In this simple example, we could solve this problem by annotating the class parameters with the Scala annotation @BeanProperty. This will tell the Scala compiler to generate accessor methods that follows the Java Bean convention and then the Jackson processor will work. After annotating our case class it will look like this:
case class ScalaEcho(@JsonProperty("name") @BeanProperty val name: String,
                     @JsonProperty("weekDay") @BeanProperty val weekDay: String)
But that approach has its limitations. Especially when it comes to deserializing JSON to Scala classes. If we for example adds a Tuple to our ScalaEcho class then the serialization process to JSON would work just fine but we would no longer be able to deserialize to ScalaEcho. To exemplify this, the test code below would fail during the deserialization process if we added a Tuple to the ScalaEcho class:
@Test
public void scalaEcho() {
    String weekDay = new SimpleDateFormat("E").format(new Date());

    ScalaEcho echo = createScalaTemplate().getForObject(baseUrl + "scala/echo?name={name}", ScalaEcho.class, "Daniel");

    assertEquals("Daniel", echo.name());
    assertEquals(weekDay, echo.weekDay());
}
An alternative solution to using @Beanproperty is to enable Jackson to serialize and deserialize Scala classes. To do this we need to use the Jackson module for Scala. The module will provide serialization and deserialization of case classes, sequences, maps, tuples, options, and enumerations. But it does have some limitations and I would suggest checking out the documentation and trying out more advanced examples yourself if you decide to go all in for this solution. You can refer to the example code for this post if you want to know how to register the module so that your message converter can use it.

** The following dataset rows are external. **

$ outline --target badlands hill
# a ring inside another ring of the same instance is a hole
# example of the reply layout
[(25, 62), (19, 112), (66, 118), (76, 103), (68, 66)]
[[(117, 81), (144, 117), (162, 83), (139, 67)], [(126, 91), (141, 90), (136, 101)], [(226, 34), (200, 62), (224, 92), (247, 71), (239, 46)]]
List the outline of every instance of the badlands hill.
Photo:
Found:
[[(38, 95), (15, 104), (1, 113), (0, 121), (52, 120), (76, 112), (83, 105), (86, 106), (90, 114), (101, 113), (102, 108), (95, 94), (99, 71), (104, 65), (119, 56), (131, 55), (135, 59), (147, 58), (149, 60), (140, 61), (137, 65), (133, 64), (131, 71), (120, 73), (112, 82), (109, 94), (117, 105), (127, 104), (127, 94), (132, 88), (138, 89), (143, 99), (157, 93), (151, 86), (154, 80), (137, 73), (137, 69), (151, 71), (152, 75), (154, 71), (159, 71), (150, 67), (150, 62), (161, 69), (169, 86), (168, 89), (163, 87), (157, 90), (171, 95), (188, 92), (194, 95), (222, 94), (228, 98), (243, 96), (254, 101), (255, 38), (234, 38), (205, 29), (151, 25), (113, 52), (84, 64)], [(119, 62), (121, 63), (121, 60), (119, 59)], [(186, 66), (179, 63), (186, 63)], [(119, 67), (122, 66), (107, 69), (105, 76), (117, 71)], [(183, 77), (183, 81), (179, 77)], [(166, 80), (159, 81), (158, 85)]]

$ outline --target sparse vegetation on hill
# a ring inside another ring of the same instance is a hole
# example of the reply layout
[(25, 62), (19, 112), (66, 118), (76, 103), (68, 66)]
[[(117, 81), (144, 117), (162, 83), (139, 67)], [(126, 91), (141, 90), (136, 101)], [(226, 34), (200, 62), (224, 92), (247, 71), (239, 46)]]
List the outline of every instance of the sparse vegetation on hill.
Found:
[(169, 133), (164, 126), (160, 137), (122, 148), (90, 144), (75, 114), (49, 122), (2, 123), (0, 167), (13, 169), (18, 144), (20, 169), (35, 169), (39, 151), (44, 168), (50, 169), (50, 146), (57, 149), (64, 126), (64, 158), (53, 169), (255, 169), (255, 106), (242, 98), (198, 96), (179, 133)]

Another effect of using the Scala module for Jackson is that now we can also remove the JSON specific annotations from our case class. The case class after introducing the Scala module will now look just like an ordinary case class. Nice and clean:
case class ScalaEcho(val name: String, val weekDay: String)
Once you have got Jackson working for processing Scala classes you can mix and match Java and Scala in your Spring MVC controllers. For example, you could have a Java controller return Scala objects or vice versa. It all works the same.

Next

So, to wrap up. We started out with setting up a Maven project for Scala and Java and learned how to create controllers that could respond to simple GET requests. We then added an echo feature that returned JSON formatted data and that's when we ran into our first trouble. We looked at different ways to solve the problem, caused by Scala classes not following the Java Bean conventions, and found out that the most flexible and clean solution was to use the Scala module for Jackson.
In the next part of this series we will continue to expand our web service and look at how we can use JSR-303 bean validation to validate input data.

I highly recommend playing around with these features yourself to really get a feeling of how it works and you can use the example code for this post to quickly get up and running the examples we have talked about.